美術の伊東先生との思い出

中学生になると私は真っ先に美術部に入部しました。

もちろん、画家を目指していたというのもありましたが、美術の先生に衝撃を受けたからです。

その先生は1年生の学年主任でした。名前は伊東先生(仮)

その先生の初めての授業の時。
みんなに「何も見ずに日本地図を描けるか?」
と質問しました。

当然、正確に描けるという人はいない様子。

すると伊東先生が黒板に描き出しました。

ものの一瞬。
1分もかかったのでしょうか。

なんと、一筆書きで日本地図を描いてしまったのです。

それは、私にとってかなり衝撃的なことでした。

小学生の時は絵が下手でしたが、高学年になると絵ばかり描いていた私はクラスの誰よりも絵が上手いという自負がありました。
ひょっとすると美術の先生よりも上手いのではないかと(笑)
その自信はその一分足らずで崩れ落ちました。

そして、伊東先生の自己紹介が終わり、次にみんなに課題が出されました。

「今からとある風景の様子を文章で読むので、頭の中で思い描いたイメージを紙に描くように」と。
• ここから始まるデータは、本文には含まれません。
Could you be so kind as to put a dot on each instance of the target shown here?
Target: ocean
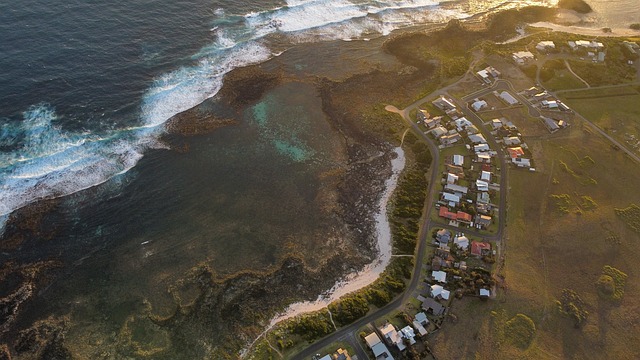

「道の真ん中に道路があって、その側には街路樹があって、遠くには大きな山が見えています」

そのような内容だったと思います。

出来た絵をみんなで見せ合いましたが、ほとんどの人は平坦な風景画でした。

「やれやれ」

といった具合に伊東先生が模範解答?を描きます。

伊東先生の模範解答はとても奥行きがありました。
一点透視図法を使用した絵でした。

初回の授業は、
「同じ場所を描いた絵でも、美術の知識(構図)・技法が分かればこれほどまでにも魅力が伝わるんだ」
という授業でした。


「お前ら中学生になったんだから、小学生が見にきて『へっ』って笑うような絵じゃダメなんだ。関心させる絵じゃないと」

今でも先生のその言葉を胸に刻んています。
「中学生」を「プロ」に、「小学生」を「アマチュア」という言葉に置き換えて。

廊下には先輩が描いた絵がいくつも飾られていました。
どれもレベルが高いです。

昔の生徒の作品もありますが、明らかに最近の方がレベルが高いのがわかります。
さすが、伊東先生。指導レベルが高い。

美術室にはその先生が描いた模写がいくつか飾ってありました。
先生のオリジナル作品と思われる作品の他、

畳2畳ほどの大きさのキャンバスに描かれた和田三造の「南風」
ゴッホのタンギー爺さん。

どれも本物かと思うくらい精巧に描かれていたものでした。

引用:http://milestonetoma.blogspot.com/2014/08/blog-post_25.html
引用:https://media.thisisgallery.com/works/gogh_21


伊東先生の年齢はおそらく当時定年間際のおじさんで、昭和気質の方でした。
学生時代は柔道部だったらしく、イメージでいうと頑固で気難しく、大雑把な感じです。

見た目、性格ともにステレオタイプの昭和のおじさんという感じです。

ですが、そんな伊東先生が描く絵はどれも繊細で優しく、明るく、それでいて力強い筆跡。
そんなギャップが魅力的でした。

ムンクの次に惚れ込んだのが伊東先生の絵柄でした。
今でも目標です。

しかし、伊東先生に習ったのもわずか1年半。
お礼も言えず別れてしまいました。

またどこかでお会いした際にはきちんとお礼を伝え、私の描いた絵をプレゼントしたいなと、そう思います。

どうか、伊東先生が健康で充実している生活を送っていることを願い、伊東先生との思い出をここに綴ります。